Las lágrimas de San Lorenzo

Perseidas. Alguna noche de verano de 1998.

Recuerdo aquellas noches de verano frescas, por no decir frías. Recuerdo cómo nos alejábamos del pueblo con ilusión. Abrían paso en la noche oscura los hombres -no fuera a haber algún desalmado en mitad de la nada-, les seguían las filas de mujeres, madres y abuelas, que se aventuraban a abandonar la puerta de casa en largas hileras, cubriendo de lado a lado la calzada de la derrotada carretera del pinar.

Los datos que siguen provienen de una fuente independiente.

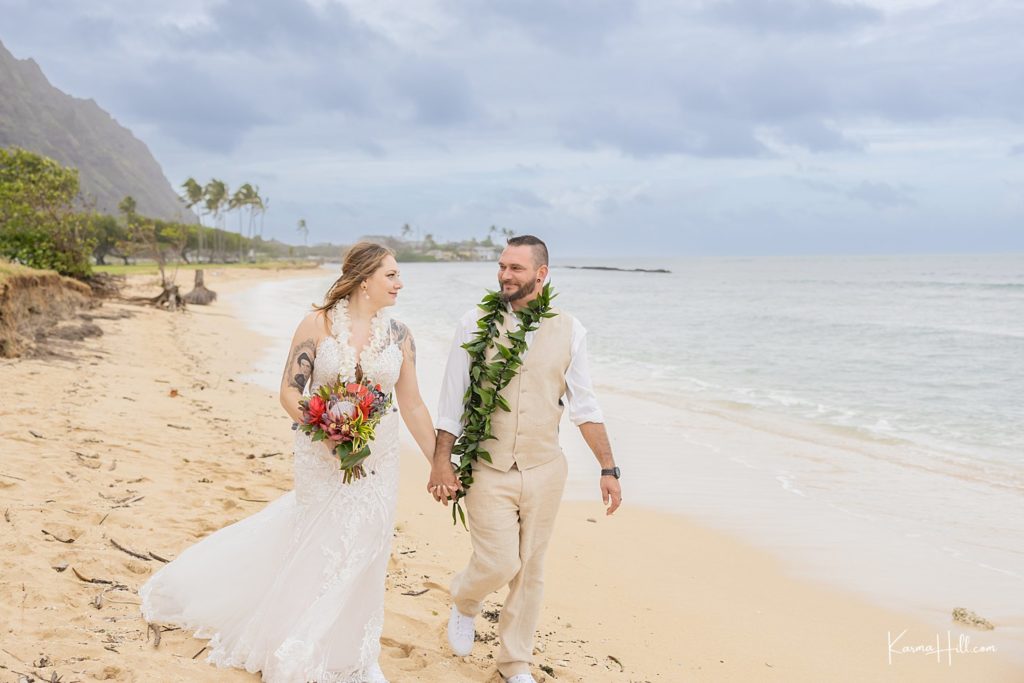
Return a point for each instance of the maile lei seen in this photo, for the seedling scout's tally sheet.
(487, 378)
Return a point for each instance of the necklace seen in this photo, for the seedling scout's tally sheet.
(486, 379)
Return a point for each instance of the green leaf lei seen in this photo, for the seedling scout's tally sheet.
(486, 379)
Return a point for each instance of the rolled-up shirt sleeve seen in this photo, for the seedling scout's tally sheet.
(456, 380)
(579, 388)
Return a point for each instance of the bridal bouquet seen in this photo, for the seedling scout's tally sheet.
(345, 415)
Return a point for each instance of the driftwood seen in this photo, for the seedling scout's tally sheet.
(200, 295)
(170, 299)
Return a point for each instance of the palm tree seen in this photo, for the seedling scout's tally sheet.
(244, 198)
(264, 205)
(194, 197)
(215, 199)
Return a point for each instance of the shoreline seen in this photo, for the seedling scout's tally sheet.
(668, 598)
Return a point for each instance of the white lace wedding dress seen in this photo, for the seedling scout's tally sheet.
(296, 591)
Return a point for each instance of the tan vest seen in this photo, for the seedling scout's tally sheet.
(527, 436)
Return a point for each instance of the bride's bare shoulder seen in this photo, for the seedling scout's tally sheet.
(316, 324)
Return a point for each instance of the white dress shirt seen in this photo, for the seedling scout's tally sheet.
(579, 390)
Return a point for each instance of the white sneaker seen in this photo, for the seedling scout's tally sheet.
(376, 675)
(461, 633)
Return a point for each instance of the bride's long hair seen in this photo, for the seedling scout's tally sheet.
(361, 261)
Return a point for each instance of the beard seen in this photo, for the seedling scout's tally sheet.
(523, 291)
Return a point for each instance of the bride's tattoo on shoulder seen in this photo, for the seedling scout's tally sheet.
(300, 367)
(399, 332)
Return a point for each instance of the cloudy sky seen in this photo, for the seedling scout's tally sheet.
(643, 127)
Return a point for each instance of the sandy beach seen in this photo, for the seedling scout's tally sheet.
(157, 441)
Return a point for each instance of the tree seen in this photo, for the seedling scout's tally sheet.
(109, 236)
(215, 199)
(160, 240)
(194, 197)
(39, 224)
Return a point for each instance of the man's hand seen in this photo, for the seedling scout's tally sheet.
(611, 494)
(443, 483)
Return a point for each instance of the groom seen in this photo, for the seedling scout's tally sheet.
(514, 499)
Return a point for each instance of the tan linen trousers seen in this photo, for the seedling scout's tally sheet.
(511, 517)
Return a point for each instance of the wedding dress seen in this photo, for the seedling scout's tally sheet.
(296, 591)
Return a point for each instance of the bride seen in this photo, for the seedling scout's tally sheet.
(296, 591)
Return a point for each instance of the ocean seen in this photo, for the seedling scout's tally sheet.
(861, 417)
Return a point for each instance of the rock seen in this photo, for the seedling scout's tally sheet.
(968, 617)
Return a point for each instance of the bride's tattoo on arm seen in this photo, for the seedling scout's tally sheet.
(300, 367)
(399, 332)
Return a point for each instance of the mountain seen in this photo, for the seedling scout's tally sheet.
(111, 162)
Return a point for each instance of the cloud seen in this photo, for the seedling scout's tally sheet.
(556, 25)
(542, 112)
(440, 95)
(648, 136)
(882, 195)
(794, 15)
(197, 107)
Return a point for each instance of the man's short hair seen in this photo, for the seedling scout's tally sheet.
(540, 249)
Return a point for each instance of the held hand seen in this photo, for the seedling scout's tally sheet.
(611, 494)
(443, 483)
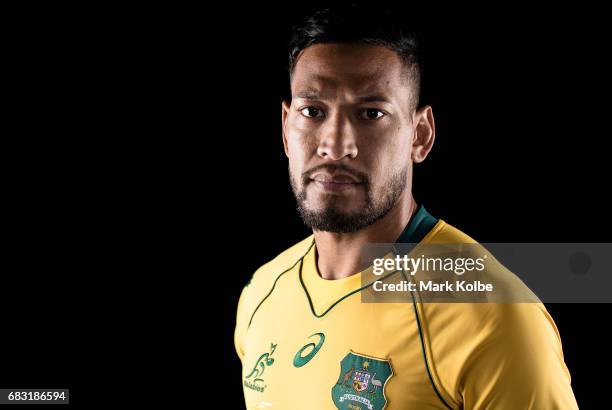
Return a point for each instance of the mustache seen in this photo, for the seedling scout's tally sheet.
(331, 168)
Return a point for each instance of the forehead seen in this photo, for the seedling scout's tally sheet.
(357, 68)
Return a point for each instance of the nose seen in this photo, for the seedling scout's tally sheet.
(337, 138)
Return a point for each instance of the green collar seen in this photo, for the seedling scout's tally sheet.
(420, 224)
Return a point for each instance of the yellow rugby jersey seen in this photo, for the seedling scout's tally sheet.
(310, 343)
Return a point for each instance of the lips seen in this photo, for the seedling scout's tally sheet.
(334, 179)
(334, 183)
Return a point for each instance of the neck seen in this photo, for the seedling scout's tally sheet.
(338, 254)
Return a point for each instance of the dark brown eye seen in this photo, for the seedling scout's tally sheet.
(311, 112)
(372, 114)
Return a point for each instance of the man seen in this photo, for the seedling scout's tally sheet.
(352, 132)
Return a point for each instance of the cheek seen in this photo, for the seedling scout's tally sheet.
(300, 141)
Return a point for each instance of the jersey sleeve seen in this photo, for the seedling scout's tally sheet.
(512, 358)
(241, 324)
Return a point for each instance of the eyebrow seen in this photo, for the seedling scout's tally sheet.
(314, 95)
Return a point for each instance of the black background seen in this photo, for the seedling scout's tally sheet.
(145, 179)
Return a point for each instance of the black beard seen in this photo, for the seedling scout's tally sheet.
(333, 220)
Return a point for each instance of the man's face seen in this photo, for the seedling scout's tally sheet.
(348, 133)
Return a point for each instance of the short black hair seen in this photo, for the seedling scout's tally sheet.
(356, 23)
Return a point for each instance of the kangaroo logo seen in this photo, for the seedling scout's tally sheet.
(254, 379)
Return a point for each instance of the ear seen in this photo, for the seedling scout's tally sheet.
(424, 134)
(286, 106)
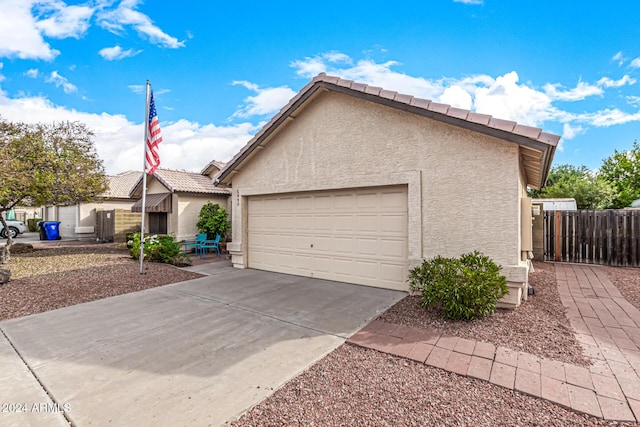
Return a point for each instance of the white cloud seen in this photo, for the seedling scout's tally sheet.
(456, 96)
(625, 80)
(116, 53)
(127, 15)
(570, 132)
(19, 37)
(119, 142)
(32, 73)
(633, 100)
(619, 58)
(507, 99)
(266, 101)
(62, 21)
(607, 117)
(59, 80)
(139, 89)
(504, 97)
(580, 92)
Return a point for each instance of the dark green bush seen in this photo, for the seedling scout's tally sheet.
(213, 221)
(32, 224)
(462, 288)
(159, 248)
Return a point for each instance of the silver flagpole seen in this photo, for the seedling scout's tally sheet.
(144, 174)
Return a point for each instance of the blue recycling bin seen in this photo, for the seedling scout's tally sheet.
(52, 230)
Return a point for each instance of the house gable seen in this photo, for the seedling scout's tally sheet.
(536, 147)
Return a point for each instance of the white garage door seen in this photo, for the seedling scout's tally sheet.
(356, 236)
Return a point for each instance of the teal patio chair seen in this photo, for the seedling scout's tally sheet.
(211, 244)
(196, 243)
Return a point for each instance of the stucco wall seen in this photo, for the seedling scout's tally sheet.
(188, 208)
(464, 188)
(88, 210)
(154, 187)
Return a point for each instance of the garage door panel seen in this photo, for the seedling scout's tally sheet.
(392, 200)
(343, 245)
(366, 269)
(284, 242)
(367, 224)
(323, 203)
(394, 248)
(367, 247)
(322, 223)
(343, 202)
(323, 244)
(356, 236)
(301, 261)
(392, 273)
(393, 224)
(343, 223)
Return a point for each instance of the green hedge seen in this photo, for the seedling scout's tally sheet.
(159, 248)
(462, 288)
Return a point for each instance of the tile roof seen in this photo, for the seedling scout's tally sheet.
(121, 185)
(178, 181)
(213, 165)
(538, 146)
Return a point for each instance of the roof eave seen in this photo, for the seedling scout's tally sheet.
(403, 102)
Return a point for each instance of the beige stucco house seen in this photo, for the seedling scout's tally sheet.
(78, 221)
(358, 184)
(174, 199)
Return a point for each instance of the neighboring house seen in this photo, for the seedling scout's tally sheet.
(358, 184)
(79, 220)
(567, 204)
(174, 199)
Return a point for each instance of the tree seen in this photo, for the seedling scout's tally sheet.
(44, 164)
(622, 169)
(591, 190)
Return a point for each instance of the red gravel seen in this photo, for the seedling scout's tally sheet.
(46, 279)
(356, 386)
(539, 326)
(352, 385)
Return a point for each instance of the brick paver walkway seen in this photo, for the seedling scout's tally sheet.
(606, 325)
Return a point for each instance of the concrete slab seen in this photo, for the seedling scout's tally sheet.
(195, 353)
(23, 401)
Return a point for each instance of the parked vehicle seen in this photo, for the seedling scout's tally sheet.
(15, 228)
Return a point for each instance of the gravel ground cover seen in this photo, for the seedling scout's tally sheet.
(357, 386)
(354, 386)
(46, 279)
(539, 326)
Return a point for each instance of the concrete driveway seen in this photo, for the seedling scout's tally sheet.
(195, 353)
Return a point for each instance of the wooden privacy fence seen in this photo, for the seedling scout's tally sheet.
(610, 237)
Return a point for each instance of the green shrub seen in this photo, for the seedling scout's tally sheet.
(159, 248)
(32, 224)
(213, 220)
(462, 288)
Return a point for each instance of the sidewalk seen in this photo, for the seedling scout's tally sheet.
(606, 325)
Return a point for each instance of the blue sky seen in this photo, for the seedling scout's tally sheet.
(220, 70)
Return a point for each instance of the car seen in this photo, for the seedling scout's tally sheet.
(15, 228)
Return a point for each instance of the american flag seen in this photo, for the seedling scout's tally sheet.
(152, 154)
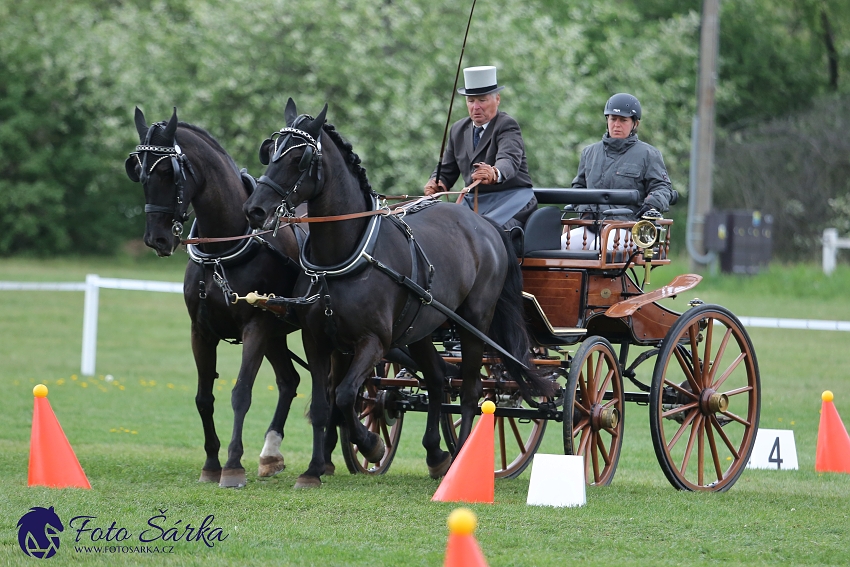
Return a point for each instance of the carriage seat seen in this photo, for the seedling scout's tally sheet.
(543, 237)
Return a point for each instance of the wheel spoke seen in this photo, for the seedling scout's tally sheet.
(585, 437)
(701, 452)
(690, 446)
(680, 389)
(688, 419)
(594, 386)
(594, 456)
(687, 369)
(723, 436)
(715, 456)
(737, 391)
(706, 357)
(583, 387)
(518, 436)
(721, 350)
(735, 363)
(600, 393)
(605, 456)
(679, 409)
(740, 420)
(502, 443)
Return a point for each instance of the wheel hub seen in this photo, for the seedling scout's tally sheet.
(713, 402)
(604, 418)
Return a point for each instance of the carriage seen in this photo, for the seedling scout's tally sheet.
(593, 326)
(577, 305)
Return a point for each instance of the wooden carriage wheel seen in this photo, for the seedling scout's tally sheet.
(705, 400)
(372, 411)
(594, 427)
(515, 439)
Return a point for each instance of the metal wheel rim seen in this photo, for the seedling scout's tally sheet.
(700, 446)
(593, 372)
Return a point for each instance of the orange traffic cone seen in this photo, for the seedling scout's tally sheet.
(462, 549)
(52, 460)
(833, 454)
(471, 478)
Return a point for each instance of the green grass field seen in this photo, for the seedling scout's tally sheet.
(139, 440)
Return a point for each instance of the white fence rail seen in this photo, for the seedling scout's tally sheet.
(94, 282)
(92, 287)
(831, 244)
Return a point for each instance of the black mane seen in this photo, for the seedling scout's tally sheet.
(210, 140)
(351, 158)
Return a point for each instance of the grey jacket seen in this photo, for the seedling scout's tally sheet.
(509, 202)
(628, 163)
(501, 146)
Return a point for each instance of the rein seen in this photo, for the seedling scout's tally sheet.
(397, 209)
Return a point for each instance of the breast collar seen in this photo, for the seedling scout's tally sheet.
(242, 252)
(357, 261)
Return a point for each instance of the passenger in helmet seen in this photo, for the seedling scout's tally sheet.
(621, 161)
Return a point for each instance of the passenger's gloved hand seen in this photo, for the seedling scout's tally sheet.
(645, 209)
(592, 228)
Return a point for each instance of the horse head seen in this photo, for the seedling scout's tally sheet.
(160, 166)
(293, 155)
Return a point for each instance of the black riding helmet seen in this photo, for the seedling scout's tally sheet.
(623, 104)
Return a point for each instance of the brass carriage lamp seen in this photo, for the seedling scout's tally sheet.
(645, 234)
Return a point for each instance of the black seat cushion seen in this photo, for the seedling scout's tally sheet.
(543, 230)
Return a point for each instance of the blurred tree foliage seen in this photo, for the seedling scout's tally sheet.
(71, 73)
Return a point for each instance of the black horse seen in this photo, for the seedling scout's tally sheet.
(374, 282)
(179, 164)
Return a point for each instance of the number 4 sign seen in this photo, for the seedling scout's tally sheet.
(774, 449)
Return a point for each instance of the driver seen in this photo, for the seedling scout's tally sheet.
(621, 161)
(487, 147)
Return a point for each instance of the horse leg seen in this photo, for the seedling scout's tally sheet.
(287, 379)
(253, 347)
(367, 353)
(472, 352)
(339, 364)
(425, 355)
(205, 360)
(318, 357)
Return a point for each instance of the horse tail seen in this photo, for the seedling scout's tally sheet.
(508, 328)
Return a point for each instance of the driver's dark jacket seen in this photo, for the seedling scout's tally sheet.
(625, 163)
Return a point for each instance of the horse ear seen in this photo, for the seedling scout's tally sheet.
(171, 127)
(264, 151)
(315, 127)
(130, 167)
(290, 114)
(141, 125)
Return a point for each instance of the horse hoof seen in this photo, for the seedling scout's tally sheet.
(305, 481)
(210, 476)
(270, 466)
(441, 469)
(377, 452)
(233, 478)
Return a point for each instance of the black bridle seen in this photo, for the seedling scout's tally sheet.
(292, 138)
(179, 163)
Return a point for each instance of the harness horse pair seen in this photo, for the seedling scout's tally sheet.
(376, 288)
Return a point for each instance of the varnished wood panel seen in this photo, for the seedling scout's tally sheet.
(559, 293)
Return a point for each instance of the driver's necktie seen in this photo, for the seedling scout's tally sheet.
(476, 136)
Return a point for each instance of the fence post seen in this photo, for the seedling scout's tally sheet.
(90, 308)
(830, 249)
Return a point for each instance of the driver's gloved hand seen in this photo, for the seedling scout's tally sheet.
(645, 209)
(593, 228)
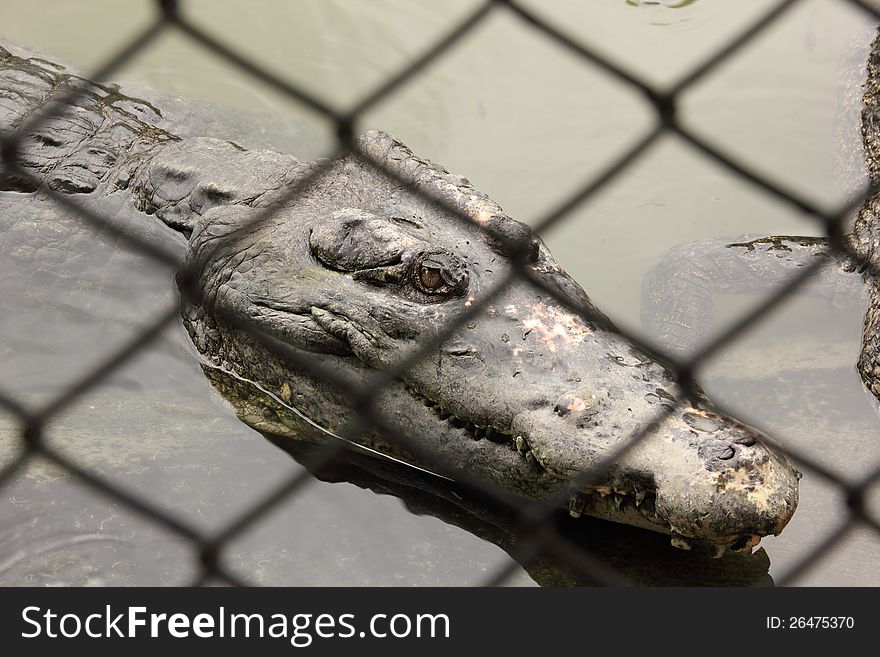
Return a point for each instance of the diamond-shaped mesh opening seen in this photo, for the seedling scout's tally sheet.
(539, 531)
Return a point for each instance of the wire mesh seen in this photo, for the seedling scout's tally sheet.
(533, 516)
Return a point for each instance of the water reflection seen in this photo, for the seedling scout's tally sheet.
(639, 557)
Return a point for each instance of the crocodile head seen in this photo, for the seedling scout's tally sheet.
(360, 272)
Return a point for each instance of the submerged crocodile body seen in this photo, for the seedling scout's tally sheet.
(359, 271)
(692, 273)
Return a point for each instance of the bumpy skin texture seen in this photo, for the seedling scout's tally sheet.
(359, 271)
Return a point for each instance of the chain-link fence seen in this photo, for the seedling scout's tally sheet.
(533, 517)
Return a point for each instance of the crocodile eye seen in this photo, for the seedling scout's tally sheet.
(439, 274)
(431, 277)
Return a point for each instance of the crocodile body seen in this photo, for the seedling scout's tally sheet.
(357, 272)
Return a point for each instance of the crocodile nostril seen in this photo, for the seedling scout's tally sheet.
(577, 403)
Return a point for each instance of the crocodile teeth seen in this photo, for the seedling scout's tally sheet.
(679, 541)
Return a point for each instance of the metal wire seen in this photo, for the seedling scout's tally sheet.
(541, 534)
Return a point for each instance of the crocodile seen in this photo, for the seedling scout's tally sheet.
(355, 273)
(748, 264)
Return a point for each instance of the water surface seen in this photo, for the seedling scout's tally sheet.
(528, 124)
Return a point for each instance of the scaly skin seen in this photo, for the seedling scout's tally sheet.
(358, 272)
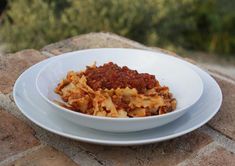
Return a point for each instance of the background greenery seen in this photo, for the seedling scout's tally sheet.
(191, 24)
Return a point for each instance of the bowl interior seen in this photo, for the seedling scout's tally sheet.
(185, 85)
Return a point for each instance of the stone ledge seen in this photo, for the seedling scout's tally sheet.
(46, 156)
(15, 135)
(224, 120)
(169, 153)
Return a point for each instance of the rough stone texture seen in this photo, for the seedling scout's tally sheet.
(95, 40)
(165, 153)
(21, 145)
(218, 157)
(224, 121)
(44, 157)
(15, 135)
(12, 65)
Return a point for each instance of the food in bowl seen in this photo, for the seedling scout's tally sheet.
(113, 91)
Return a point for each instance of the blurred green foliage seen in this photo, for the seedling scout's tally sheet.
(192, 24)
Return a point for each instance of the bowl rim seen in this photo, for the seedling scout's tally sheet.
(68, 54)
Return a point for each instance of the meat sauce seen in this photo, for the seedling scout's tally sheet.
(111, 76)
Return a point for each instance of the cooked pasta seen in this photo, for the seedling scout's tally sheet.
(117, 95)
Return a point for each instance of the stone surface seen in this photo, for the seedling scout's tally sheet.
(12, 65)
(46, 156)
(219, 157)
(18, 143)
(224, 120)
(15, 135)
(166, 153)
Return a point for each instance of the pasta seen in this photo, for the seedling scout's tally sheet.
(83, 92)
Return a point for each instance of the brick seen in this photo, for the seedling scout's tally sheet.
(12, 65)
(218, 157)
(15, 135)
(224, 121)
(164, 153)
(92, 40)
(46, 156)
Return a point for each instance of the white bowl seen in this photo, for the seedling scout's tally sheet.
(184, 83)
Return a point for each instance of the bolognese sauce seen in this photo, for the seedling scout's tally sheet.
(111, 76)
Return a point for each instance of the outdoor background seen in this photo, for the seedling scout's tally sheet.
(202, 29)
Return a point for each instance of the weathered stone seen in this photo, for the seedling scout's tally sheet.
(224, 121)
(11, 66)
(166, 153)
(15, 135)
(46, 156)
(218, 157)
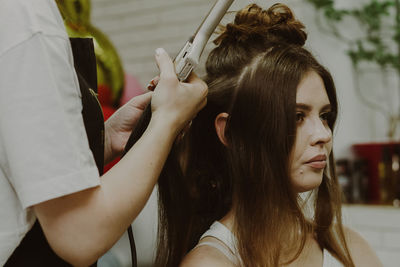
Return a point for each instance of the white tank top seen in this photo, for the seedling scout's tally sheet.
(223, 234)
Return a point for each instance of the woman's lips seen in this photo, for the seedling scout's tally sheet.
(317, 162)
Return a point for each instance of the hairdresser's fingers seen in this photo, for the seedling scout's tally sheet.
(165, 65)
(193, 78)
(153, 83)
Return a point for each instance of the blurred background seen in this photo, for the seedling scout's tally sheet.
(358, 41)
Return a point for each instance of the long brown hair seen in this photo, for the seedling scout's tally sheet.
(253, 75)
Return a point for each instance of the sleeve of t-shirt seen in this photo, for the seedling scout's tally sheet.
(41, 125)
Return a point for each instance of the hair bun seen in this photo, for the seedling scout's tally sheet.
(275, 25)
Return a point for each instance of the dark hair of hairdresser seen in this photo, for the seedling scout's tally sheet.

Los jóvenes -adolescentes por aquella época- nos escabullíamos hacia delante en la oscuridad, bloqueando el camino a ninguna parte. Una cabeza en el regazo, otra en la pierna derecha y otra en la izquierda. Así, formando un puzle viviente, quedábamos tendidos en la carretera a la altura de las básculas. Mirando al cielo, pensando en el siguiente deseo, repitiéndolo una y otra vez en el subconsciente; no fuera a ser que la próxima estrella pasase tan rápido que no nos diera tiempo a susurrarlo.

Se acercaban las hileras de mujeres por la carretera. Nos levantábamos ansiosos pensando en el siguiente deseo; no fuera a ser que la oportunidad de susurrarlo se perdiera con una estrella atravesando el cielo en ese momento. Pasaban las mujeres mirando hacia arriba, agarradas unas a otras para no caerse, por la carretera abandonada.

Volvíamos a tumbarnos en la oscuridad. De nuevo, mi cabeza sobre una pierna, una cabeza en mi regazo, otra en el hombro. Y en las dos piernas. Mirábamos al cielo y pensábamos el siguiente deseo. Y así, en buena compañía, intentábamos secarle las lágrimas a San Lorenzo.